Hi everyone,
    
    When building a kernel with the Linaro ARM toolchain I have two
    seemingly simple questions, however I have been getting some very
    different advice depending on who I talk to and what I read online,
    study in gits etc. Hardware specific optimizations are confusing and
    hard to test in a kernel since it such a multi-purpose
    conglomeration of code.  I just want to make sure I am using the
    correct general approach before moving forward with trying things
    and testing. Our project is all about testing and researching ways
    to increase kernel/Android performance, so please don't reply with
    "just use an -O2 compilation and forget about it" unless you have
    data you can provide that suggest that this will give better
    performance than adding specific hardware compilation flags. 
    
    Hopefully this is the right crowd to ask, wasn't sure if I should
    try the kernel or Android list. I posted in the NEON list, but my
    message is the only one from December! That leaves me with little
    hope there, so we'll see how it goes here.
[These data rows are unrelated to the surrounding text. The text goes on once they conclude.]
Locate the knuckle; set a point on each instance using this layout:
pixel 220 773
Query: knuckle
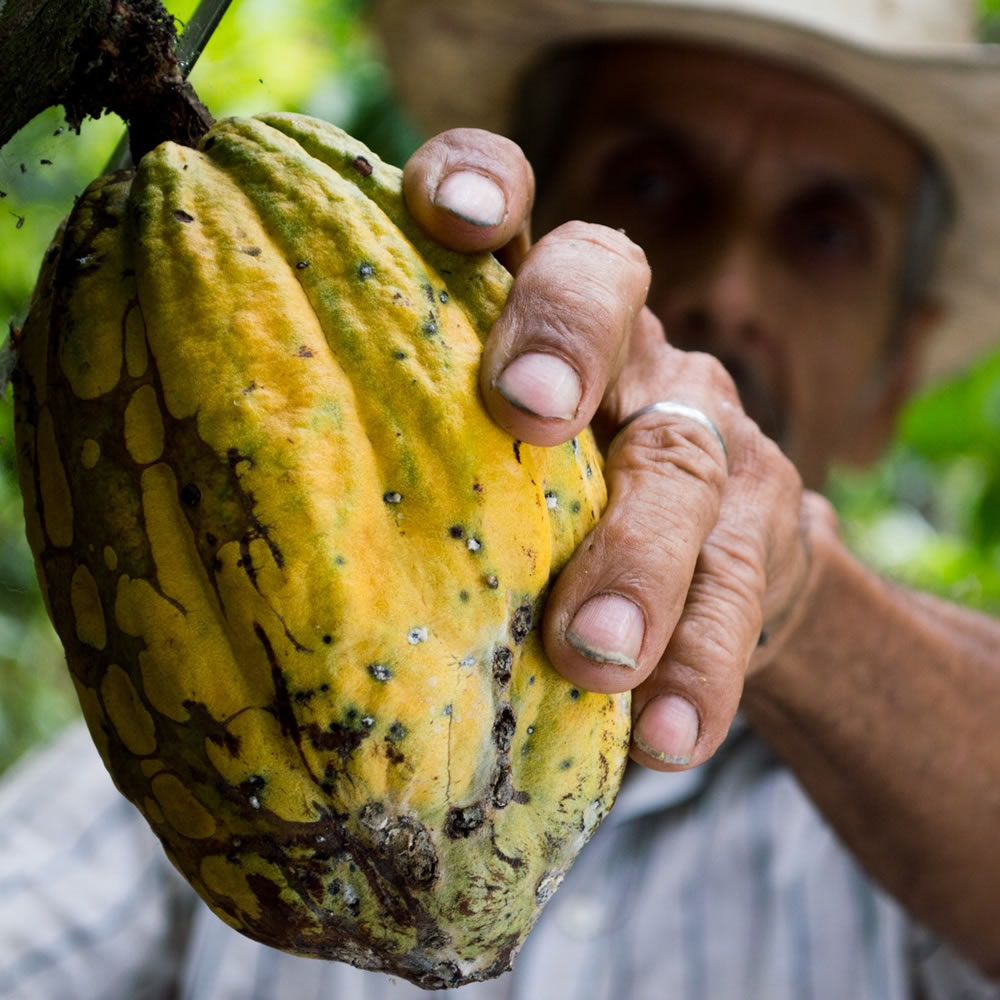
pixel 593 237
pixel 674 449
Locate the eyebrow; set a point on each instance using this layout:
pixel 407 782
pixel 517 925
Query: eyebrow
pixel 865 187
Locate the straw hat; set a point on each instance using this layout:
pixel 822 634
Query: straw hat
pixel 459 62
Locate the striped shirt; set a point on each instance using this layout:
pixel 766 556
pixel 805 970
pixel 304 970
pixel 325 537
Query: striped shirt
pixel 721 883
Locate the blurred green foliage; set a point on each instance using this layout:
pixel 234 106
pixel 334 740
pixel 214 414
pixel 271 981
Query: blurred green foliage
pixel 929 514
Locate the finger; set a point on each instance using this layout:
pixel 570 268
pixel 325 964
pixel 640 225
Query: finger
pixel 470 190
pixel 748 564
pixel 563 333
pixel 616 603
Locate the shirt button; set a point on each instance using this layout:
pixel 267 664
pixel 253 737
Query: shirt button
pixel 582 917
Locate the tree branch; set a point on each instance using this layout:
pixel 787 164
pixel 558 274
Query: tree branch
pixel 93 56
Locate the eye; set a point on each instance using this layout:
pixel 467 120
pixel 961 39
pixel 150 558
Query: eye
pixel 653 184
pixel 827 228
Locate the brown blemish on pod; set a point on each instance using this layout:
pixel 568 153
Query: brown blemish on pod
pixel 144 431
pixel 181 809
pixel 126 712
pixel 88 611
pixel 90 453
pixel 57 501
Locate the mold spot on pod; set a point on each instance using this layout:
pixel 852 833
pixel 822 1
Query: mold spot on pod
pixel 57 509
pixel 180 807
pixel 144 426
pixel 520 623
pixel 190 495
pixel 379 672
pixel 126 712
pixel 504 726
pixel 90 453
pixel 503 663
pixel 88 611
pixel 462 822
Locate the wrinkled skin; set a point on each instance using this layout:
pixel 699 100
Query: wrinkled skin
pixel 779 262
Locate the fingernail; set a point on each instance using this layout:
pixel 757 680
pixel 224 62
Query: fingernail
pixel 473 197
pixel 668 729
pixel 608 629
pixel 542 385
If anyone can help me
    with part 1 or part 2, I would be delighted!
    
    Background:
    
      -  3.4.x Android kernel
 
      - Qualcomm APQ8064 quad core CPU (Cortex A15-like SoC with
        NEON/vfpv4 per core support).
 
      -  We are using the Linaro ARM toolchain 4.7.3 release 2012.11
        on Linux (arm-linux-gnueabihf). 
 
    
    Part 1) Which hardware and floating point compiler flags are
    recommended/applicable for the above mentioned SoC when building
    kernel itself?
    
    -mtune=cortex-a15 (is this really doing anything for us in the
    tool-chain's current state?)
    
    Which -mfpu flag and other associated flags should we use in the
    Linaro 12.11 toolchain?
    -mfpu=-neon-vfpv4 
    -mfpu=-vfpv4
    -mfpu=-neon
    -mvectorize-with-neon-quad
     -funsafe-math-optimizations (is this required for -neon-vfpv4 and
    -vfpv4 like we would use it for plain old -neon?)
    
    Part 2) Next, which kernel Makefiles should be optimized using the
    hardware specific flags from Q1? From my research thus far, this is
    our current setup and we currently doing an -O2 build.
    
    /Makefile:
        KBUILD_CFLAGS   := -Wall -Wundef -Wstrict-prototypes
    -Wno-trigraphs \
               -fno-strict-aliasing -fno-common \
               -Werror-implicit-function-declaration \
               -Wno-format-security \
               -fno-delete-null-pointer-checks -mno-unaligned-access \
               -march=armv7-a -mtune=cortex-a15 \
               -fpredictive-commoning -fgcse-after-reload
    -ftree-vectorize \
               -fipa-cp-clone -fsingle-precision-constant -pipe \
               -funswitch-loops -floop-interchange \
               -floop-strip-mine -floop-block
         CFLAGS_MODULE   = (BLANK, but some say we should have flags
    here)    
        AFLAGS_MODULE   = (BLANK, but some say we should have flags
    here)     
        LDFLAGS_MODULE  = 
        CFLAGS_KERNEL    = (BLANK, but some say we should have flags
    here)
        AFLAGS_KERNEL    = (BLANK, but some say we should have flags
    here)
     
    /arch/arm/Makefile 
        arch-$(CONFIG_CPU_32v7)         :=-D__LINUX_ARM_ARCH__=7 $(call
    cc-option,-mtune=cortex-a15 -march=armv7-a -mfpu=neon-vfpv4
    -ftree-vectorize -funsafe-math-optimizations,-march=armv7-a
    -Wa$(comma)-march=armv7-a)
    
    /arch/arm/vfp/Makefile
    KBUILD_AFLAGS    :=$(KBUILD_AFLAGS:-msoft-float=-Wa,-mfpu=neon-vfpv4
    -ftree-vectorize -funsafe-math-optimizations)
    
    
    If you can give any advice, it would be greatly appreciated.
    
    Thanks and have a Happy New Year!